Но в тот момент, когда доктор Мандт лечил Сарру Толстую, до краха ему было ещё далеко. Его звезда только начинала восходить, до должности лейб-медика с жалованием в девятнадцать тысяч рублей ему оставалось два года. Этот доктор медицины, ординарный профессор хирургии Грейсвальденского университета, был постоянным врачом великой княжны Елены Павловны, сопровождавшим её на воды. Он, модный врач высшего света, проповедовал среди своих высокородных пациентов гомеопатию и лечение голодом. Гомеопатические порошки или, на языке Мандта, «атомистические лекарства» он готовил собственноручно и снабжал ими страдающих мигренями князей и мучающихся неврастениями графинь. Сарра Толстая тоже принимал его атомистические порошки, но не они изнуряли её и отнимали у неё силы. Доктор Мандт ей, как и другим своим больным, прописал особенную диету, блюда которой состояли исключительно из картофеля и моркови, вареных на воде. Пить можно было только водяной отвар. Американцу, любившему огромные бифштексы с кровью и форелей, обложенных овощами, такой метод лечения был дик и странен, но он в своем смирении молчал. Хоть воду пить, хоть морковь есть лишь бы помогло Сарре.

Вера в Бога начинается там, где кончается надежда. Когда не на что и не на кого надеяться, когда человек постигает собственную слабость, когда он видит себя маленькой фигуркой, стоящей на краю огромной черной пропасти — на кого ему ещё надеяться, как не на Всемогущего и Всеблагого, который со своей вышины видит все наши страдания и заблуждения и один может дать спасение?

«Надейся на Бога, милый друг: придут твои ясные дни! И тайный голос говорит мне, что они придут скорее, нежели ты их ожидаешь: в Боге — всё!», — написала Сарра на очередном листочке бумаги. Это не её слова, это слова её отца, обращенные к ней, она только записала их, только перенесла на бумагу. Перенесенные на бумагу, слова как будто обретают плоть, переходят из воздуха в твердь, становятся неопровержимыми, как материя.

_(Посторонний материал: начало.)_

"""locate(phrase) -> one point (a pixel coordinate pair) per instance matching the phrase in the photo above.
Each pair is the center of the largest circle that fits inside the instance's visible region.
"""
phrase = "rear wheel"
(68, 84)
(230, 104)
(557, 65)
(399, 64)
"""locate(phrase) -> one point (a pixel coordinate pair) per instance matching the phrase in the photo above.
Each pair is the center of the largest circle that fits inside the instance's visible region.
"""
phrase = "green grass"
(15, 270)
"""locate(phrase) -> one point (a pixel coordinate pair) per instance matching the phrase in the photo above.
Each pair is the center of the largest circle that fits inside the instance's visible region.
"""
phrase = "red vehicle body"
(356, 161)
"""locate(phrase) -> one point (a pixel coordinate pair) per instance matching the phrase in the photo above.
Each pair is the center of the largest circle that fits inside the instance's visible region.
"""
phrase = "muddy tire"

В Боге всё! — сотни раз говорил он ей, измученной болью слева в груди, улыбающейся сквозь слезы. В Боге все! — повторял он ей, склоняясь над ней, когда она лежала вечером в постели, подняв одеяло до самых глаз, целуя нежным касанием её лоб. В Боге все! — думал он, с тяжелым сердцем выходя от этой веселой и живой девочки со смуглым лицом и черными волосами, которую он так любил.

Лечение доктора Мандта изнуряло её. Дважды за эти десять недель она доходила до такой слабости, что утром не могла встать с постели. И это она, ненавидевшая унылый покой болезни, она, которая, даже болея, никогда не ложилась в постель! Но она не сдавалась, не прерывала голодания и упорно пила тощий водяной отвар. Когда слабость пришла к ней в третий раз, она, проведя день на софе в маленькой гостиной, к вечеру все-таки встала и ушла в свою комнату. Граф слышал, как она там, у себя, разбирает бумаги и книги. Вечером он лежал у камина, смотря в огонь — вдруг вошла Сарра и, не обращая на него внимания, швырнула в огонь толстую кипу исписанных листов. Это было так неожиданно, что граф вскрикнул. Он, человек с железными нервами, славный своим бесстрашием и своей волей — вдруг содрогнулся, ахнул и вскрикнул, когда девочка в длинном капоте, с распущенными волосами, резким жестом швырнула мимо него бумаги в камин.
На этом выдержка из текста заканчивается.